In her victory speech at a Democratic rally the day after her party captured control of the House, then-House Minority Leader and now-Speaker-designate Nancy Pelosi repeated a promise she had made throughout the campaign. “The Democrats intend the most honest, most open and most ethical Congress in history,” she said to cheers and applause. As recently as Thursday, Dec. 14, Mrs. Pelosi pledged to use “the first 100 hours of the new Congress” to ensure “the most honest and open Congress in history.”

On that very same day last week, in the spirit of openness, C-SPAN Chairman and Chief Executive Officer Brian Lamb wrote a letter to Mrs. Pelosi. Mr. Lamb made two requests. First, noting that television cameras in the House chamber have operated under the control of the Speaker since C-SPAN began televising House proceedings in 1979, Mr. Lamb sought permission for C-SPAN to use its own cameras. Second, he asked Mrs. Pelosi to “release individual House votes electronically immediately after voting periods have closed.”

One big reason why Mr. Lamb wants to use C-SPAN cameras relates to the fact that congressional technicians now operating the House cameras are “limited to taking static, head-on shots of the representative who’s speaking at the podium” during debates. Because congressional cameras cannot pan the chamber during House debates, C-SPAN viewers cannot see the reaction shots of members or the floor-lobbying tactics that are witnessed by anybody watching the debate from the gallery.

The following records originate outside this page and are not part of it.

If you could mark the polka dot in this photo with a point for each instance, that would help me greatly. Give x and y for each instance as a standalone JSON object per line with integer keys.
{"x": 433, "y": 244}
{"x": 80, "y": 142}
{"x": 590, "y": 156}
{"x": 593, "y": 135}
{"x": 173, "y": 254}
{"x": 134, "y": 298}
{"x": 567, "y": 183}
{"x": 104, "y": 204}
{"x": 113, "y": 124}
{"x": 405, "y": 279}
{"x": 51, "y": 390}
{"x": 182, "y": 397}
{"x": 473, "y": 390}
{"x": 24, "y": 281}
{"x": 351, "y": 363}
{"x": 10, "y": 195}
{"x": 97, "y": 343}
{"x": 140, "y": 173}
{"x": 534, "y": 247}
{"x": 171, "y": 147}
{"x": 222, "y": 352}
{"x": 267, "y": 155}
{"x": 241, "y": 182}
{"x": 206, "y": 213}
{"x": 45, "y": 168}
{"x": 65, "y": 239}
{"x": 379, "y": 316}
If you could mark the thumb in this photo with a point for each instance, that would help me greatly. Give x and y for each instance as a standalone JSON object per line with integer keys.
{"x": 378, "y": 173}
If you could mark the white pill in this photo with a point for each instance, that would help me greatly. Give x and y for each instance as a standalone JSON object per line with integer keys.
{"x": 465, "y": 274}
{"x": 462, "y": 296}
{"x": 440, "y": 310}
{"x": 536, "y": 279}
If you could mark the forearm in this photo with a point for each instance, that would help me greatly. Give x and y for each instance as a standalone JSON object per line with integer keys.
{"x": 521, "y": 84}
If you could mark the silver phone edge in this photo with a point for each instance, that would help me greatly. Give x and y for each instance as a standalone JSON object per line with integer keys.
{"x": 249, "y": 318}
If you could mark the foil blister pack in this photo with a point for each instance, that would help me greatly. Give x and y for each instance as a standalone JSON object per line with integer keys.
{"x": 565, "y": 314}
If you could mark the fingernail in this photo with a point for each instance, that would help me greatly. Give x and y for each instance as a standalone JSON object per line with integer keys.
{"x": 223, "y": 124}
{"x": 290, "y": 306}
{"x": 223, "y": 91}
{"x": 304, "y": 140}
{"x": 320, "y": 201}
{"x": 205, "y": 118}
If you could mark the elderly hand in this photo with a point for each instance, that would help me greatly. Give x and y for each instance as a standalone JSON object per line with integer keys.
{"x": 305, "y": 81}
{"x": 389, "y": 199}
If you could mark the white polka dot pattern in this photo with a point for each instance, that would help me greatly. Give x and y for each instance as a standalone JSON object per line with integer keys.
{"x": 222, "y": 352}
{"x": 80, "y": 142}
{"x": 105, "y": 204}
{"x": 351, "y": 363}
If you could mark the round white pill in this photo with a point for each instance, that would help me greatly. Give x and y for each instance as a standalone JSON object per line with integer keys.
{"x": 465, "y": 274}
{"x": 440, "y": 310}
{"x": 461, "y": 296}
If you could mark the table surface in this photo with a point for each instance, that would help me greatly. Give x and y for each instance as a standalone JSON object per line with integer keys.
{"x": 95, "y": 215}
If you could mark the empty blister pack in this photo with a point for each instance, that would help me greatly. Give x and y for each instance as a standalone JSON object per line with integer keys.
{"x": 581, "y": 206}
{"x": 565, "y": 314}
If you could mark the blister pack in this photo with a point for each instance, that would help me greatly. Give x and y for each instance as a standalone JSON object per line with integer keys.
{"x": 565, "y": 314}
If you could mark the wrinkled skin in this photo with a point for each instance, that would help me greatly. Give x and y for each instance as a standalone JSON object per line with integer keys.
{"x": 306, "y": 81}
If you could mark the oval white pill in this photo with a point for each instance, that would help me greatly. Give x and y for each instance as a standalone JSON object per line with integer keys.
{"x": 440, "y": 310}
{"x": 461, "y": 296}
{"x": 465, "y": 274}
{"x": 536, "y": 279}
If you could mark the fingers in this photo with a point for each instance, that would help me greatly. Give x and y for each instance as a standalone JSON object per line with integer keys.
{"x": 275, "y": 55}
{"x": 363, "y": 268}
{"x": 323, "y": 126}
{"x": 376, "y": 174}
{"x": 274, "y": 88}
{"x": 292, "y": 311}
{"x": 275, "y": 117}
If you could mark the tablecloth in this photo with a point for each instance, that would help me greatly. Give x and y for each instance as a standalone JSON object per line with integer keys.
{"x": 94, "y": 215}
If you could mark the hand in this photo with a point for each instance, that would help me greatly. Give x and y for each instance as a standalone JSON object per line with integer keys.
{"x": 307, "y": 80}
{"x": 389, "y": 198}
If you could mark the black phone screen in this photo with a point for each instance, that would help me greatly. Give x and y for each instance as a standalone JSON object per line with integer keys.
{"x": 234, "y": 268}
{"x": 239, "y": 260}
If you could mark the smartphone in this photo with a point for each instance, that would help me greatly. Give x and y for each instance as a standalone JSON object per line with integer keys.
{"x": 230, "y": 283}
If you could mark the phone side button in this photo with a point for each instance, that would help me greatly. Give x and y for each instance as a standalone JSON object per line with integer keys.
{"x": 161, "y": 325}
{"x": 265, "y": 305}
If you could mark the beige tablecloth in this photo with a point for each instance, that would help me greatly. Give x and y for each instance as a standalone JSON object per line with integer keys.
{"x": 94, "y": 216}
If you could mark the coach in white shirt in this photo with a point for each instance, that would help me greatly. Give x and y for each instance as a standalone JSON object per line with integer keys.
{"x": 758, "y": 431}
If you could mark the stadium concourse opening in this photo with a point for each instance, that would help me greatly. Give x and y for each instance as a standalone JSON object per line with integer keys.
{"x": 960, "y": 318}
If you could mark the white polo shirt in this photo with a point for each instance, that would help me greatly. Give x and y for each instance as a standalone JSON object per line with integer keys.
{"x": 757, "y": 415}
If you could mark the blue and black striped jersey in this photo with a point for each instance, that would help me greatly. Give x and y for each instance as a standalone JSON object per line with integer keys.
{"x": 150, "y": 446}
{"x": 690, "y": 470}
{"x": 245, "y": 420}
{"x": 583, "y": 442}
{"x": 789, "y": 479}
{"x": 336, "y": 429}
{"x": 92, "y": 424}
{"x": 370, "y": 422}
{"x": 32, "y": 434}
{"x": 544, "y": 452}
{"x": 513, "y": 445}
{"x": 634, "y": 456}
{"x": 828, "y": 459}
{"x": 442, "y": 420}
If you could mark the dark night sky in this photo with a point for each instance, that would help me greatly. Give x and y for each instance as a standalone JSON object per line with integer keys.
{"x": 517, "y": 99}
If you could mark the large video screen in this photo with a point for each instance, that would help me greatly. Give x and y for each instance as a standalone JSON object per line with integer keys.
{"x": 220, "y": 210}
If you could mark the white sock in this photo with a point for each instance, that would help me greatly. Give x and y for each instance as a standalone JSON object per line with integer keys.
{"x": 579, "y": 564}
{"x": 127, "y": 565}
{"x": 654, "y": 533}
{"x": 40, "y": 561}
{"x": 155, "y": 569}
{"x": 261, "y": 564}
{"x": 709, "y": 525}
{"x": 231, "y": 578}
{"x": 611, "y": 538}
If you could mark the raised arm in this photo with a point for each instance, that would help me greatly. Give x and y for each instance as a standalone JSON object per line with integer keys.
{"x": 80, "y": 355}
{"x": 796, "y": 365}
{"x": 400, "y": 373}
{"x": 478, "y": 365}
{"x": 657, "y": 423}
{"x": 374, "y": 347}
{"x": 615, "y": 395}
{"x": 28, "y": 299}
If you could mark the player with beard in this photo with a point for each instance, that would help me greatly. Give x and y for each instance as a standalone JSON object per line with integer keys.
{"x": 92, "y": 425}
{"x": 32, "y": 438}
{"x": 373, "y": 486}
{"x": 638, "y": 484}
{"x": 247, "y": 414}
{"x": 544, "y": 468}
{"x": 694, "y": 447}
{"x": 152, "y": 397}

Interestingly, in the very first House speech ever televised by C-SPAN, Rep. Al Gore declared on March 19, 1979: “When the House becomes comfortable with the changes brought by television coverage, the news media will be allowed to bring their own cameras into this chamber.” Nearly 30 years later such reasonable speculation has yet to become reality. It may be that the House leadership has institutional reasons for maintaining a government monopoly over the cameras. (The speaker-designate’s office and the office of the incoming minority leader did not return our phone calls before deadline; but we shall be following up after the holidays.) At a minimum, however, Mrs. Pelosi should instruct the congressional technicians now operating the cameras to give C-SPAN viewers a wide-ranging selection of shots throughout the House chamber during debates. After Speaker Newt Gingrich gave the cameras of C-SPAN and other independent media full access to virtually all hearings and mark-ups 12 years ago, the next logical step is to give C-SPAN viewers access to the entire House chamber during the debates over the product of those hearings.

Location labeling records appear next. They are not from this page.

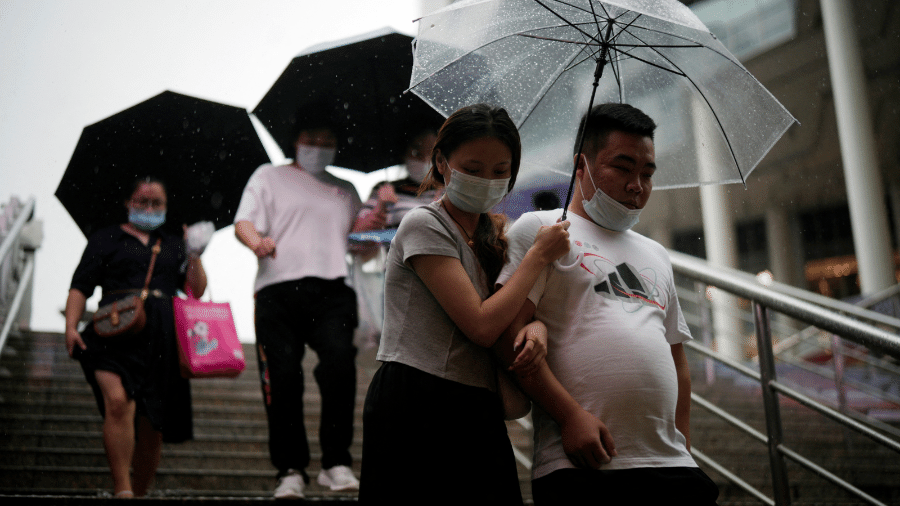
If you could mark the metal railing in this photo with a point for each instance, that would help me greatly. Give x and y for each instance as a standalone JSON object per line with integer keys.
{"x": 16, "y": 265}
{"x": 799, "y": 306}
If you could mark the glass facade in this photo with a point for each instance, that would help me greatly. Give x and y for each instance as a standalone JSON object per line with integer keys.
{"x": 748, "y": 28}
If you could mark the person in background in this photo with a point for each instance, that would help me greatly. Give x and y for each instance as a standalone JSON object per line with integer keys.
{"x": 136, "y": 378}
{"x": 396, "y": 199}
{"x": 404, "y": 194}
{"x": 433, "y": 428}
{"x": 613, "y": 416}
{"x": 296, "y": 219}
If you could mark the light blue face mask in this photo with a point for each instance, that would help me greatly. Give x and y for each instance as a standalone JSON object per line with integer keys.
{"x": 606, "y": 211}
{"x": 146, "y": 220}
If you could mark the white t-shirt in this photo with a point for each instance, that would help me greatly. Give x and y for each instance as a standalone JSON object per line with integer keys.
{"x": 417, "y": 331}
{"x": 308, "y": 217}
{"x": 612, "y": 314}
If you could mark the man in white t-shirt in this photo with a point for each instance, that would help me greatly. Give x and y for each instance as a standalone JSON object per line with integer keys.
{"x": 296, "y": 218}
{"x": 612, "y": 420}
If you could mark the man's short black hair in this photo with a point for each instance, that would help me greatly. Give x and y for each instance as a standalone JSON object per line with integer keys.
{"x": 609, "y": 117}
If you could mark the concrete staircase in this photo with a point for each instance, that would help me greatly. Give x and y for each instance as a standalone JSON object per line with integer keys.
{"x": 51, "y": 443}
{"x": 51, "y": 449}
{"x": 849, "y": 455}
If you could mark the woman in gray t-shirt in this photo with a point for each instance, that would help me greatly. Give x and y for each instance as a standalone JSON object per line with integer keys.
{"x": 432, "y": 419}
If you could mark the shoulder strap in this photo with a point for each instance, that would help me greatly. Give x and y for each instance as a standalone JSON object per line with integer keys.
{"x": 155, "y": 249}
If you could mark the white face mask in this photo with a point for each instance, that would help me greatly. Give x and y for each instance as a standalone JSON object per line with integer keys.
{"x": 417, "y": 169}
{"x": 314, "y": 159}
{"x": 474, "y": 194}
{"x": 606, "y": 211}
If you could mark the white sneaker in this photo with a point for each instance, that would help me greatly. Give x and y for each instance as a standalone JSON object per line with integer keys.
{"x": 338, "y": 478}
{"x": 290, "y": 486}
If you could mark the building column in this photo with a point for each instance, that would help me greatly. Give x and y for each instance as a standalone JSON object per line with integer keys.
{"x": 721, "y": 251}
{"x": 865, "y": 189}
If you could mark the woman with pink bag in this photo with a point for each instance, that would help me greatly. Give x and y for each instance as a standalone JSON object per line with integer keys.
{"x": 135, "y": 377}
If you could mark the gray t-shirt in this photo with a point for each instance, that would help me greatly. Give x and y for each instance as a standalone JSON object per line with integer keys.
{"x": 417, "y": 331}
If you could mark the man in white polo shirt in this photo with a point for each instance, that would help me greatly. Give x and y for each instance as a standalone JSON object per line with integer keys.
{"x": 296, "y": 219}
{"x": 612, "y": 422}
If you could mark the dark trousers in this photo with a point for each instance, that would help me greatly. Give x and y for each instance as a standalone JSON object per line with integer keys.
{"x": 650, "y": 486}
{"x": 290, "y": 315}
{"x": 429, "y": 440}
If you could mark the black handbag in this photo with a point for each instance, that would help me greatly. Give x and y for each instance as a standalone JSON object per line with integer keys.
{"x": 126, "y": 316}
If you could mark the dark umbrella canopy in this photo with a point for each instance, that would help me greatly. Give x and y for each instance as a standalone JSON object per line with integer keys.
{"x": 355, "y": 86}
{"x": 203, "y": 151}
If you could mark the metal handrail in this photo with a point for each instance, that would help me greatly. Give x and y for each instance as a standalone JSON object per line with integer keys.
{"x": 737, "y": 283}
{"x": 24, "y": 215}
{"x": 6, "y": 248}
{"x": 27, "y": 274}
{"x": 765, "y": 299}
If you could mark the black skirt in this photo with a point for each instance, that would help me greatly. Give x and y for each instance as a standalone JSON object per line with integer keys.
{"x": 431, "y": 440}
{"x": 148, "y": 365}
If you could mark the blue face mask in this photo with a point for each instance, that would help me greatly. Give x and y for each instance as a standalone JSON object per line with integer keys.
{"x": 146, "y": 220}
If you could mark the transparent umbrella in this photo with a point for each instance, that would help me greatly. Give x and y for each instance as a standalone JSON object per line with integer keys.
{"x": 547, "y": 61}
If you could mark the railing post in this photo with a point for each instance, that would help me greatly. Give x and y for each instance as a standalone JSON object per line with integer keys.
{"x": 706, "y": 334}
{"x": 771, "y": 404}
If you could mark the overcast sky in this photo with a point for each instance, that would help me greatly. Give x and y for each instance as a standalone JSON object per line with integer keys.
{"x": 65, "y": 65}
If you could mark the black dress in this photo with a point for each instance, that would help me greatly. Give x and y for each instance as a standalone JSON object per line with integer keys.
{"x": 147, "y": 362}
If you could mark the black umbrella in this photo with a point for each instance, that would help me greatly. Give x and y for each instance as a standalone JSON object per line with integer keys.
{"x": 355, "y": 85}
{"x": 203, "y": 151}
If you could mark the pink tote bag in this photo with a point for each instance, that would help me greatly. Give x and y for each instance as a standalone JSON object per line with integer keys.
{"x": 208, "y": 346}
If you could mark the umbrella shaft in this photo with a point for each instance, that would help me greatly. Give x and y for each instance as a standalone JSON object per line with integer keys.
{"x": 598, "y": 73}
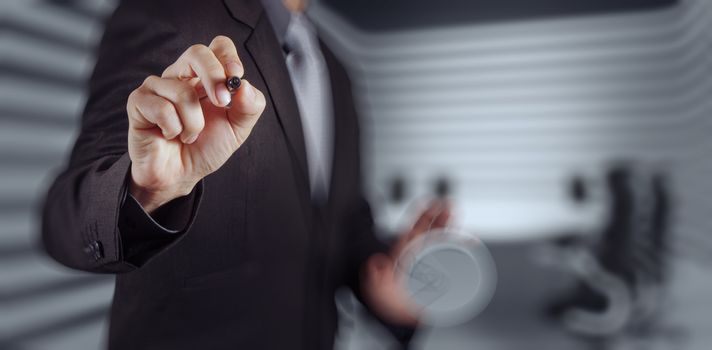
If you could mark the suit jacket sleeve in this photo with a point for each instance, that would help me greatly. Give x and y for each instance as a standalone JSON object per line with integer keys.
{"x": 88, "y": 221}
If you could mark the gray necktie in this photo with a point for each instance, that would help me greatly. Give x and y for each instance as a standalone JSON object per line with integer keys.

Even more straightforward is the issue of C-SPAN’s immediate access to the results of votes cast electronically on the House floor. It is simply incomprehensible why television viewers of these proceedings should have to wait long after the votes were cast to learn how individual members voted. An electronic tally board gives visitors in the House gallery real-time access to this information. Moreover, C-SPAN viewers of Senate proceedings know exactly how senators vote the moment they declare “aye” or “nay.”

Six years into the 21st century is already way too long for C-SPAN viewers to wait before they can witness the floor activity during House debates and before they can quickly learn how their representatives voted. Approving these changes should be the easiest campaign promise for Speaker-designate Pelosi to keep.